RICHARD D. KAHLENBERG
Senior Fellow, The Century Foundation
Author of The Remedy: Class, Race, and Affirmative Action, "Class-based Affirmative Action in College Admissions," and "Class-based Affirmative Action."; Executive director, The Century Foundation Task Force on the Common School Former Fellow, Center for National Policy; Former Visiting Professor of Law, George Washington University; Former legislative assistant, Senator Charles S. Robb (D-VA)

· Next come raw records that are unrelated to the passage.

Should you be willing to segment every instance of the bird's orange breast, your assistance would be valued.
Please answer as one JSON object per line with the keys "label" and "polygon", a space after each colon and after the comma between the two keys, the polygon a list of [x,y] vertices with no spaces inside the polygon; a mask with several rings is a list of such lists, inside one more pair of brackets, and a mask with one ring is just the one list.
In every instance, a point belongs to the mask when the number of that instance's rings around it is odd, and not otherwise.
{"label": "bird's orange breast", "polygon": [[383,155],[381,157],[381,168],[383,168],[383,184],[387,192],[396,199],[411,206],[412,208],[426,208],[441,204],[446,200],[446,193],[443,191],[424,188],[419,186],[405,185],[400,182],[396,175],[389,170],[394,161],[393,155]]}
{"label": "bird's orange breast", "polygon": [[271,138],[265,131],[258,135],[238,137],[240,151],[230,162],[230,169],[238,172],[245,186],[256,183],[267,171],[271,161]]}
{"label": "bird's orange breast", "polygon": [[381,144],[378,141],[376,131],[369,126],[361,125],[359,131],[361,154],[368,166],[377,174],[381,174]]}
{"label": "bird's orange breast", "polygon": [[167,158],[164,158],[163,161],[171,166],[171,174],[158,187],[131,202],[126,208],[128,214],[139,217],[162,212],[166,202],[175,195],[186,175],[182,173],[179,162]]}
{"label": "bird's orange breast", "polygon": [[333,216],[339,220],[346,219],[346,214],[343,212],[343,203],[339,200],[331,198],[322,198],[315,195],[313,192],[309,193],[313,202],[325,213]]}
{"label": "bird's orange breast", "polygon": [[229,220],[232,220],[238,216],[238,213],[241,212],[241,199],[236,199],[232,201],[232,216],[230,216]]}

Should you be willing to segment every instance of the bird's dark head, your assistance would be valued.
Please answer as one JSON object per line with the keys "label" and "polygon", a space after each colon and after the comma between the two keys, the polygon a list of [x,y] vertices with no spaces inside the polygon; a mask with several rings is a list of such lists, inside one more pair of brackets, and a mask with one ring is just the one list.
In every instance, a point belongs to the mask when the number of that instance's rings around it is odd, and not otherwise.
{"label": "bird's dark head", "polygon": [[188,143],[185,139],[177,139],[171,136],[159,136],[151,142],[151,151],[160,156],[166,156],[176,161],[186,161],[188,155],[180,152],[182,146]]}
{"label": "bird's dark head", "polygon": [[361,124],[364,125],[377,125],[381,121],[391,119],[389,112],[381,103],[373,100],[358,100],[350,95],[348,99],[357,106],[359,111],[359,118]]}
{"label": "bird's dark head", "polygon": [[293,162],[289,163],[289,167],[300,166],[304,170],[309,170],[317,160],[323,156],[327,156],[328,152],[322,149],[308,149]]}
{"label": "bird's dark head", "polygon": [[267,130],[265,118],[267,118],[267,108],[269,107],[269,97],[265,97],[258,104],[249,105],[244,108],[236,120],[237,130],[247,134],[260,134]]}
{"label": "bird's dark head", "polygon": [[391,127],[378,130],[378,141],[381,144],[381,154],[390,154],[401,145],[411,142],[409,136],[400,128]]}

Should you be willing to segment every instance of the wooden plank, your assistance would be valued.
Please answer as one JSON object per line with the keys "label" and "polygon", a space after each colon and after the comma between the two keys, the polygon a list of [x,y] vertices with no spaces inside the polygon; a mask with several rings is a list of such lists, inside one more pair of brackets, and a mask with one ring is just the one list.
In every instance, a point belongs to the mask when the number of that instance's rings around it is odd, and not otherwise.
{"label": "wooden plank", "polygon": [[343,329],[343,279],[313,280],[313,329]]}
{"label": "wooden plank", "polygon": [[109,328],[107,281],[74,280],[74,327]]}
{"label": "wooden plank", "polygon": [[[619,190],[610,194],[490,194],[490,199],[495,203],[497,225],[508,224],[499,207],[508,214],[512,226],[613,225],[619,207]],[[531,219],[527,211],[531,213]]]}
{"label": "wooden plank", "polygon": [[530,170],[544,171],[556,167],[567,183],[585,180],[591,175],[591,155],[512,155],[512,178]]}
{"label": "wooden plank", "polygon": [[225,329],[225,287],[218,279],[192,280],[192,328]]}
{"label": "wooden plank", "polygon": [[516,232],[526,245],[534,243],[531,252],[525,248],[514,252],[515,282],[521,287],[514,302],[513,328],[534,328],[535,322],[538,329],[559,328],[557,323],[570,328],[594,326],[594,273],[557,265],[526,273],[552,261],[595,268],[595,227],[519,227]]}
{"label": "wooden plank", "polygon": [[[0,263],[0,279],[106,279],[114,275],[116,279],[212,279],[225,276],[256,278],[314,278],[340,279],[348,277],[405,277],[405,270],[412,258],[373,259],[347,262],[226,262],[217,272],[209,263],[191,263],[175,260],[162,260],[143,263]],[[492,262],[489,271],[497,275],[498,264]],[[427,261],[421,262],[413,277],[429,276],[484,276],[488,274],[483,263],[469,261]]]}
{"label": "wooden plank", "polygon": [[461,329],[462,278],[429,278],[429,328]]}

"My central argument is that we should replace racial preferences in higher education with economic preferences -- a leg up to high achieving economically disadvantaged students of all races who have overcome obstacles. The thesis is outlined in my book, The Remedy: Class, Race, and Affirmative Action (Basic Books, 1996)."
PANELISTS: IN SUPPORT
Visiting Professor of Law, American University Washington College of Law
Professor Hutchinson is a Visiting Professor at the Washington College of Law and an Associate Professor at Southern Methodist University School of Law. After his visit at WCL, Professor Hutchinson will join the faculty as a Associate Professor with tenure. Professor Hutchinson teaches and writes in the areas of Constitutional Law, Critical Race Theory, Law and Sexuality, and Identity Politics, and he has written several articles on Equal Protection jurisprudence.
JAMIN B. RASKIN
Professor of Law, American University Washington College of Law
Author of Overruling Democracy: The Supreme Court versus the American People and "Wise or unwise, affirmative action clearly is constitutional."; Co-director, Program on Law and Government, American University, Washington College of Law; Founder, Marshall-Brennan Fellows Program, American University, Washington College of Law; Former General Counsel, National Rainbow Coalition; Former Assistant Attorney General, Commonwealth of Massachusetts.
"Whether you like affirmative action or despise it, all Americans ought to agree that the Supreme Court should only prohibit affirmative action in college admission if the U.S. Constitution itself forbids it. . . . Any serious reading of the Constitution tells us no. Conservatives used to know the difference between a constitutional question and a policy question. But that was long ago. The Rehnquist court, drunk on its own power, sorely will be tempted now to force all 50 states to drop any use of racial and ethnic diversity as a factor in higher-education admissions. The justices think they will be striking a blow for color-blindness, but they really will be striking a blow for “Constitution-blindness."